A motion to suspend the meeting is a procedural device used during a Model UN committee session to interrupt formal speaking time and shift the body into a different working mode — typically a moderated caucus, an unmoderated caucus, or a brief recess. It does not end the session; it pauses formal debate until the suspended time elapses or the chair returns to the speakers' list.
Under most Model UN rules of procedure (THIMUN, NMUN, Harvard, and UN4MUN variants), the motion is in order whenever the floor is open and no speaker holds it. The delegate must specify:
- the purpose (e.g., moderated caucus on humanitarian corridors),
- the total duration, and
- for moderated caucuses, the individual speaking time.

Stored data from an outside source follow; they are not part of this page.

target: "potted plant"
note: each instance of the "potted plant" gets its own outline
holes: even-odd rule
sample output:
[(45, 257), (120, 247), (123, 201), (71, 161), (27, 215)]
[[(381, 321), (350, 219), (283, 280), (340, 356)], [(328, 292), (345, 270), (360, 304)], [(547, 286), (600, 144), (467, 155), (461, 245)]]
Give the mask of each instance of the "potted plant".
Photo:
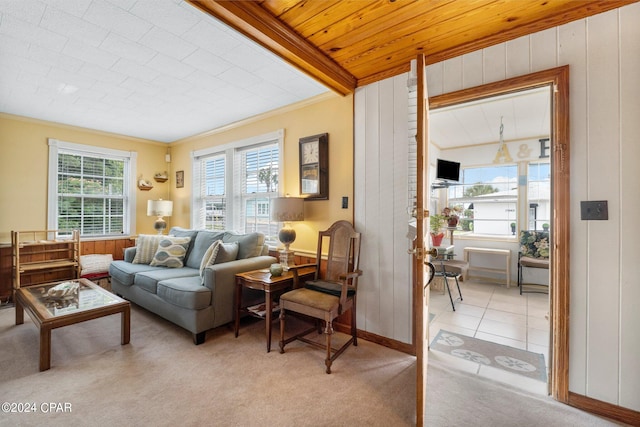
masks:
[(436, 214), (429, 217), (429, 228), (431, 229), (431, 242), (433, 246), (440, 246), (442, 244), (442, 239), (444, 238), (442, 227), (445, 221), (446, 217), (444, 215)]
[(549, 231), (549, 224), (547, 224), (546, 222), (544, 224), (542, 224), (542, 229), (544, 231)]
[(444, 215), (445, 220), (447, 221), (447, 227), (455, 228), (458, 226), (458, 221), (460, 221), (460, 211), (461, 208), (459, 206), (454, 206), (453, 209), (446, 207), (442, 210), (442, 215)]
[(516, 234), (516, 223), (515, 222), (511, 223), (511, 234), (513, 234), (513, 235)]

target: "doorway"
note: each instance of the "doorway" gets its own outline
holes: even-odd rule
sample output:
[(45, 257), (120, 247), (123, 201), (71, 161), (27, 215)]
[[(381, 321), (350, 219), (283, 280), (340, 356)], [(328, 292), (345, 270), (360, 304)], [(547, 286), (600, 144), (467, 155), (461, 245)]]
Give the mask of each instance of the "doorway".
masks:
[[(431, 286), (430, 336), (440, 350), (431, 357), (538, 394), (548, 393), (549, 270), (524, 269), (525, 283), (547, 287), (522, 293), (516, 277), (521, 231), (545, 236), (536, 244), (549, 254), (543, 229), (551, 218), (551, 90), (545, 85), (429, 112), (430, 211), (450, 219), (437, 246), (454, 276), (439, 275)], [(474, 269), (462, 282), (467, 247), (508, 251), (510, 280)], [(505, 268), (502, 254), (470, 258), (475, 267)], [(462, 338), (449, 346), (451, 337)]]
[[(568, 401), (568, 312), (569, 312), (569, 98), (568, 66), (529, 74), (497, 83), (448, 93), (429, 99), (429, 109), (459, 105), (526, 89), (548, 87), (551, 93), (550, 239), (553, 254), (550, 262), (550, 394)], [(564, 197), (563, 197), (564, 196)]]

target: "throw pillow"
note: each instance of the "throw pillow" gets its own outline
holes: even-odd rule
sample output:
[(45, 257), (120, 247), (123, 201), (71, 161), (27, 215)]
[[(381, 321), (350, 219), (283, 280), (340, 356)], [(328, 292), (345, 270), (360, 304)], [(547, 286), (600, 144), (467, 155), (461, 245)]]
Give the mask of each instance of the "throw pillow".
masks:
[(190, 241), (190, 237), (163, 236), (150, 265), (170, 268), (183, 267)]
[(200, 262), (200, 277), (204, 277), (204, 269), (207, 268), (207, 266), (212, 265), (216, 260), (216, 256), (218, 255), (221, 245), (222, 241), (216, 240), (205, 251), (204, 256), (202, 257), (202, 262)]
[(160, 234), (141, 234), (136, 240), (136, 256), (133, 264), (149, 264), (158, 250), (160, 239), (165, 236)]
[(112, 262), (111, 254), (82, 255), (80, 256), (80, 276), (108, 272)]
[[(182, 228), (182, 227), (171, 227), (171, 230), (169, 230), (169, 233), (167, 233), (169, 236), (175, 236), (175, 237), (191, 237), (191, 242), (189, 242), (189, 248), (187, 249), (187, 255), (185, 256), (185, 260), (188, 260), (189, 257), (191, 256), (191, 252), (193, 251), (194, 248), (194, 241), (196, 240), (196, 236), (198, 235), (198, 230), (188, 230), (186, 228)], [(185, 261), (185, 264), (187, 264), (187, 262)]]
[(234, 261), (238, 257), (238, 242), (223, 243), (220, 245), (218, 256), (214, 260), (214, 264), (222, 264), (224, 262)]
[(520, 252), (531, 258), (549, 258), (549, 232), (521, 231)]

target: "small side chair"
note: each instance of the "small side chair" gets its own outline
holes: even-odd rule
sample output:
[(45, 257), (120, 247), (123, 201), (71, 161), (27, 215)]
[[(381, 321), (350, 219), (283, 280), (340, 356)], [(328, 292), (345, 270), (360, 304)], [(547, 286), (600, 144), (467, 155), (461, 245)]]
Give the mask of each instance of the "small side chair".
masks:
[[(328, 249), (327, 249), (328, 248)], [(322, 266), (323, 254), (326, 255), (326, 266)], [(291, 267), (294, 274), (294, 289), (280, 296), (280, 353), (284, 347), (294, 340), (300, 340), (326, 349), (326, 372), (331, 373), (331, 364), (351, 344), (358, 345), (356, 328), (356, 293), (360, 258), (360, 233), (356, 232), (348, 221), (338, 221), (326, 231), (318, 235), (316, 263)], [(297, 269), (315, 265), (314, 280), (298, 287)], [(351, 310), (351, 337), (340, 348), (331, 347), (333, 321), (342, 313)], [(289, 312), (296, 312), (316, 319), (316, 325), (294, 336), (285, 339), (286, 318)], [(326, 344), (307, 338), (311, 332), (321, 333), (324, 322)]]

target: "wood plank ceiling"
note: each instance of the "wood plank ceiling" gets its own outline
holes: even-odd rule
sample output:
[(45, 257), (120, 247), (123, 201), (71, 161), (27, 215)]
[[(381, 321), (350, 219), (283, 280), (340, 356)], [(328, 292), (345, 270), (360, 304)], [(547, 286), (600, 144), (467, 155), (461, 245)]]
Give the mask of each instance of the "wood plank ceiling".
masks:
[(338, 93), (638, 0), (190, 0)]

The motion is procedural, requires a simple majority, and is non-debatable, though the chair may take a brief clarifying question. When multiple motions to suspend are on the floor, the chair generally orders them from most to least disruptive — longest unmoderated caucuses first, then shorter ones, then moderated caucuses — and votes on them in that sequence until one passes.
Delegates use suspensions strategically: unmoderated caucuses enable bloc formation, working-paper drafting, and informal negotiation, while moderated caucuses concentrate substantive debate on a narrow sub-topic. Overuse of suspensions is a common chair complaint, as it can fragment debate and stall progress toward a draft resolution.
This motion should be distinguished from a motion to adjourn, which ends the meeting entirely (often for the day or the conference), and from a motion to table or postpone debate, which sets aside a specific topic rather than pausing the session. In real UN practice, the analogous tool is the suspension of the meeting under Rule 118 of the General Assembly's Rules of Procedure.
Example
At NMUN New York 2023, a DISEC delegate moved to suspend the meeting for a 20-minute moderated caucus with 1-minute speaking time on autonomous weapons verification mechanisms.